Ressangramento de Varizes Esofágicas: Fatores de Risco

SMS Florianópolis - Secretaria Municipal de Saúde de Florianópolis (SC) — Prova 2021

Enunciado

O Sr. Pedro, 70 anos, tabagista, diabético controlado, história de etilismo de longa data, porém há 1 ano e meio em abstinência, é acompanhando pela MFC Lídia. Pedro teve uma internação, devido a dois episódios de vômito com sangue e realizou uma endoscopia digestiva alta que mostrou varizes esofágicas importantes. Está em uso de metformina e glibenclamida. Dos fatores abaixo, o que pode resultar em maior chance de ressangramento para o Sr Pedro é:

Alternativas

  1. A) Tabagismo
  2. B) Diabetes
  3. C) Idade
  4. D) Tratamento farmacológico inadequado

Pérola Clínica

Ressangramento de varizes esofágicas → principal fator de risco é tratamento inadequado para profilaxia secundária.

Resumo-Chave

A profilaxia secundária do ressangramento de varizes esofágicas é crucial para pacientes com histórico de sangramento. Isso geralmente envolve o uso de betabloqueadores não seletivos e/ou ligadura elástica endoscópica, e a adesão a este tratamento é um fator determinante para evitar novos episódios hemorrágicos.

Contexto Educacional

O ressangramento de varizes esofágicas é uma complicação grave da hipertensão portal, frequentemente associada à cirrose hepática, e representa uma das principais causas de mortalidade em pacientes com doença hepática avançada. A identificação precoce e a profilaxia adequada são cruciais para melhorar o prognóstico. A história de um episódio prévio de sangramento é o maior preditor de ressangramento, tornando a profilaxia secundária uma prioridade clínica. A fisiopatologia envolve o aumento da pressão no sistema porta, que leva à formação de vasos colaterais, incluindo as varizes esofágicas. Estas varizes, sob alta pressão e com paredes finas, são propensas à ruptura.
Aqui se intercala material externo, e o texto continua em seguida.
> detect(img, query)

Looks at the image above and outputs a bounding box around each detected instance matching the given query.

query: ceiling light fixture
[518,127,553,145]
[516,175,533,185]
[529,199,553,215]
Fatores como tamanho da variz, presença de 'red spots' na endoscopia e gravidade da disfunção hepática (Child-Pugh) também influenciam o risco. O diagnóstico é feito por endoscopia digestiva alta. O tratamento para prevenção secundária baseia-se em duas abordagens principais: farmacológica (betabloqueadores não seletivos para reduzir a pressão portal) e endoscópica (ligadura elástica das varizes). A combinação de ambas é frequentemente a mais eficaz. A adesão rigorosa ao regime terapêutico é fundamental, e o tratamento inadequado ou a falta de adesão são os principais fatores que contribuem para o alto risco de ressangramento.

Perguntas Frequentes

Quais são os principais sinais de ressangramento de varizes esofágicas?

Os principais sinais incluem hematêmese (vômito com sangue), melena (fezes escuras e pegajosas) ou hematoquezia (sangue vivo nas fezes, se o sangramento for volumoso e rápido). Sinais de choque hipovolêmico como taquicardia, hipotensão e palidez também podem estar presentes.

Qual a conduta inicial para prevenir o ressangramento de varizes esofágicas?

A conduta inicial para prevenção secundária envolve a combinação de betabloqueadores não seletivos (como propranolol ou carvedilol) para reduzir a pressão portal e a ligadura elástica endoscópica das varizes. A escolha depende da condição do paciente e da disponibilidade.

Como o tratamento farmacológico inadequado aumenta o risco de ressangramento?

O tratamento farmacológico inadequado, como a não adesão ou a dose insuficiente de betabloqueadores, falha em reduzir a pressão portal de forma eficaz. Isso mantém as varizes sob alta tensão, aumentando significativamente o risco de ruptura e novo sangramento.